You will have to spend months or even entire years learning to use the strategy for Forex trading. All technical analysts have in-depth knowledge as well as good money management skills. These two characteristics are essential for success in the market.
Thanks to Technical Analysis, You Can Predict the Prices
There is a big difference between inexperienced and professional traders. The inexperienced ones will strive to predict the market with the exact price points. At first glance, that seems legit and clever. On the other hand, the best traders will predict the market with the price range. Additionally, they will try to avoid price quoting as points. Keep in mind that technical analysis never predicts exact numbers. The only goal of the analysis is to provide you with the range for predictions.
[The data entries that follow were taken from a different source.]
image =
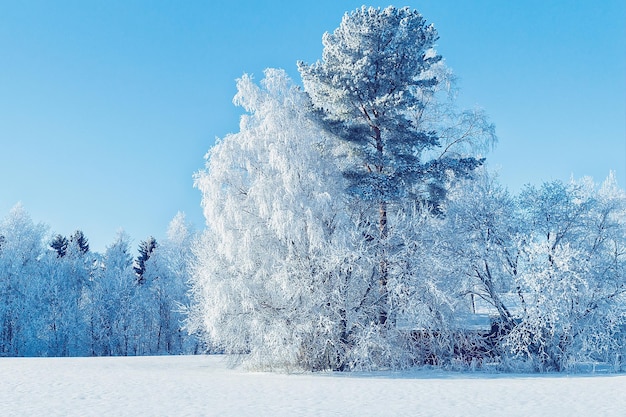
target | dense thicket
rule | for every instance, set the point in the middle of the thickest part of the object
(350, 226)
(57, 298)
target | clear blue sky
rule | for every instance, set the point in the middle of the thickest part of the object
(107, 108)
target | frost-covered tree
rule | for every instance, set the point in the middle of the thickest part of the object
(276, 275)
(113, 314)
(481, 227)
(81, 242)
(22, 246)
(146, 247)
(59, 244)
(573, 258)
(376, 89)
(165, 289)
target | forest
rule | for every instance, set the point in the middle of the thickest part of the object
(351, 224)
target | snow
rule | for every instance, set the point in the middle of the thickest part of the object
(207, 386)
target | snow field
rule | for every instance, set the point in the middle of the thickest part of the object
(206, 386)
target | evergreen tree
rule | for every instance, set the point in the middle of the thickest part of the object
(146, 247)
(375, 89)
(81, 241)
(59, 244)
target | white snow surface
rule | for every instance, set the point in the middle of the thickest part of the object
(207, 386)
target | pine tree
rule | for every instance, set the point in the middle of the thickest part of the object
(81, 241)
(59, 244)
(146, 248)
(375, 89)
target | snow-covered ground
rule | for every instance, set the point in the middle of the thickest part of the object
(206, 386)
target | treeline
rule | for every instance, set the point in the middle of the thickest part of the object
(351, 225)
(58, 298)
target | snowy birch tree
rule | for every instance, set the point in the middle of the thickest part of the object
(276, 275)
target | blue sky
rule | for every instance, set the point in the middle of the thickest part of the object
(107, 108)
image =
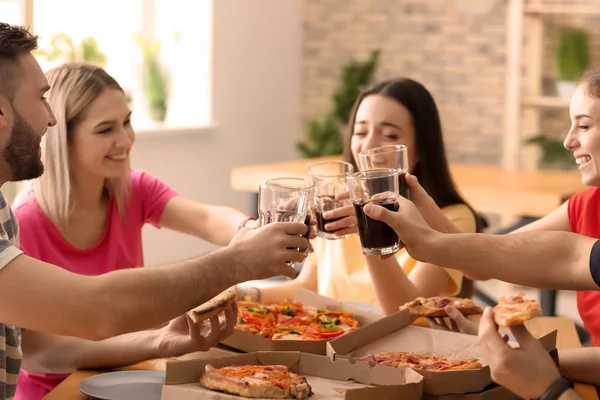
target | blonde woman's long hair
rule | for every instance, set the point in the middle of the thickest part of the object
(73, 88)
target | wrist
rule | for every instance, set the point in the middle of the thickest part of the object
(556, 389)
(157, 345)
(249, 294)
(245, 221)
(432, 247)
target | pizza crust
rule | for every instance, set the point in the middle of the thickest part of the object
(214, 306)
(432, 307)
(515, 310)
(267, 382)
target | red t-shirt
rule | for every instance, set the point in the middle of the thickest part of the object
(584, 216)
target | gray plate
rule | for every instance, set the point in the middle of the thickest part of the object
(124, 385)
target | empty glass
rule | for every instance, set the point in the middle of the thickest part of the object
(387, 157)
(285, 200)
(330, 180)
(377, 186)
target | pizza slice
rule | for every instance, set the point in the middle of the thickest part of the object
(421, 362)
(214, 306)
(257, 381)
(515, 310)
(256, 318)
(435, 306)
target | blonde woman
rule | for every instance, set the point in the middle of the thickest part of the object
(86, 213)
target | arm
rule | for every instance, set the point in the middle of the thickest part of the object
(557, 220)
(581, 365)
(557, 260)
(45, 353)
(41, 297)
(546, 254)
(285, 290)
(215, 224)
(394, 288)
(528, 371)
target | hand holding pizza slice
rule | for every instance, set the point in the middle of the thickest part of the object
(515, 310)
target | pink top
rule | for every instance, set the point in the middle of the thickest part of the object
(120, 247)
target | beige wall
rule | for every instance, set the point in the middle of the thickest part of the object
(256, 78)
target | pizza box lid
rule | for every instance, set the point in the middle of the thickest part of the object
(250, 342)
(394, 333)
(331, 380)
(492, 392)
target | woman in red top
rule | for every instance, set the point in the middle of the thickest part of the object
(581, 213)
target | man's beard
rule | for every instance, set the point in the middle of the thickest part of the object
(22, 154)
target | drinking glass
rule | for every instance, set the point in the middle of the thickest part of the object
(387, 157)
(330, 180)
(377, 186)
(285, 200)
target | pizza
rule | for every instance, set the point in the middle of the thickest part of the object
(293, 321)
(421, 362)
(214, 306)
(435, 306)
(252, 381)
(515, 310)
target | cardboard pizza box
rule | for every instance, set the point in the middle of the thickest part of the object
(331, 380)
(250, 342)
(493, 392)
(394, 333)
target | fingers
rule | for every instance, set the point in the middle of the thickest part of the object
(346, 231)
(227, 326)
(343, 223)
(285, 269)
(340, 212)
(296, 242)
(488, 335)
(455, 326)
(342, 196)
(293, 255)
(437, 323)
(381, 214)
(417, 193)
(522, 335)
(291, 228)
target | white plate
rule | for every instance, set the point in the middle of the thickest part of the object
(124, 385)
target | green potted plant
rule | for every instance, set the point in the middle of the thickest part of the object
(572, 59)
(155, 79)
(324, 136)
(63, 49)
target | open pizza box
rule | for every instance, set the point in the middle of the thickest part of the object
(249, 342)
(331, 380)
(493, 392)
(394, 333)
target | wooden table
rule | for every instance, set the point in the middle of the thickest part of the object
(69, 388)
(489, 189)
(567, 338)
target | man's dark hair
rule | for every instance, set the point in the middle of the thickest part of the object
(14, 41)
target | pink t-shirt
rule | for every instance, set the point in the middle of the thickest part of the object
(120, 247)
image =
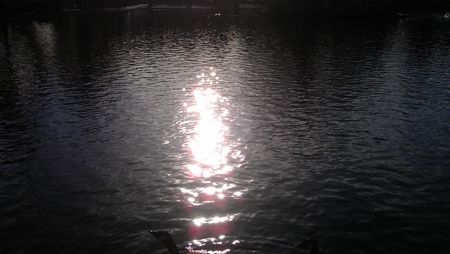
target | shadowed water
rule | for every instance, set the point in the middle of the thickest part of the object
(234, 129)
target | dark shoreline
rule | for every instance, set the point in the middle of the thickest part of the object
(260, 9)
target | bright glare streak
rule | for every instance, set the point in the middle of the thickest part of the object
(214, 220)
(207, 144)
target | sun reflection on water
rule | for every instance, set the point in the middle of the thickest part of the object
(213, 159)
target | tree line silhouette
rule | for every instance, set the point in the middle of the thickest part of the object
(271, 6)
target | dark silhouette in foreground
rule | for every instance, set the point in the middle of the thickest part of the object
(309, 244)
(165, 238)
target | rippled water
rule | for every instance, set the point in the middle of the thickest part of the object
(231, 128)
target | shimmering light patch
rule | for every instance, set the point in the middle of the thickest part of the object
(213, 220)
(207, 143)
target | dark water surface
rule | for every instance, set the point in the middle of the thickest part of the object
(232, 129)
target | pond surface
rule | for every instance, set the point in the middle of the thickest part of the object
(236, 133)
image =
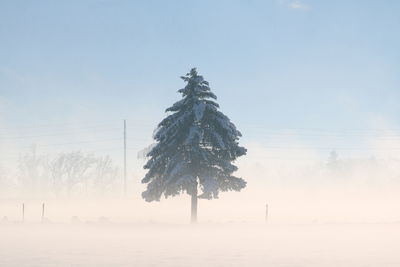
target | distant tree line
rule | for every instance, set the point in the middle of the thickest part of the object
(65, 174)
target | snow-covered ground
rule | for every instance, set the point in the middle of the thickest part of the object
(109, 244)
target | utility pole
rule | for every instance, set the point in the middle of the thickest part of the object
(125, 184)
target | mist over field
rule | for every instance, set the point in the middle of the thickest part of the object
(199, 133)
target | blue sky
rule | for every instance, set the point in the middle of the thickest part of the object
(331, 65)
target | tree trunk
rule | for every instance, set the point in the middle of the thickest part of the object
(193, 216)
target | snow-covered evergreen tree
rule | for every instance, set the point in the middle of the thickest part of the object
(195, 147)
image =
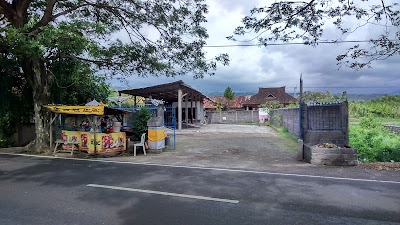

You Can Use It Only for Intraday Trading
In the end, we need to highlight the most common myth about this type of analysis. It is not correct that people can only use it for intraday trading. The option is also available to people that plan to become the long-term type of traders. The strategy existed even before the computers appeared. You will find many investors that managed to achieve success with long-term investments by using technical analysis. All the types of traders are using them, and there is no reason to hesitate. If you know what you want to achieve, technical analysis will help you.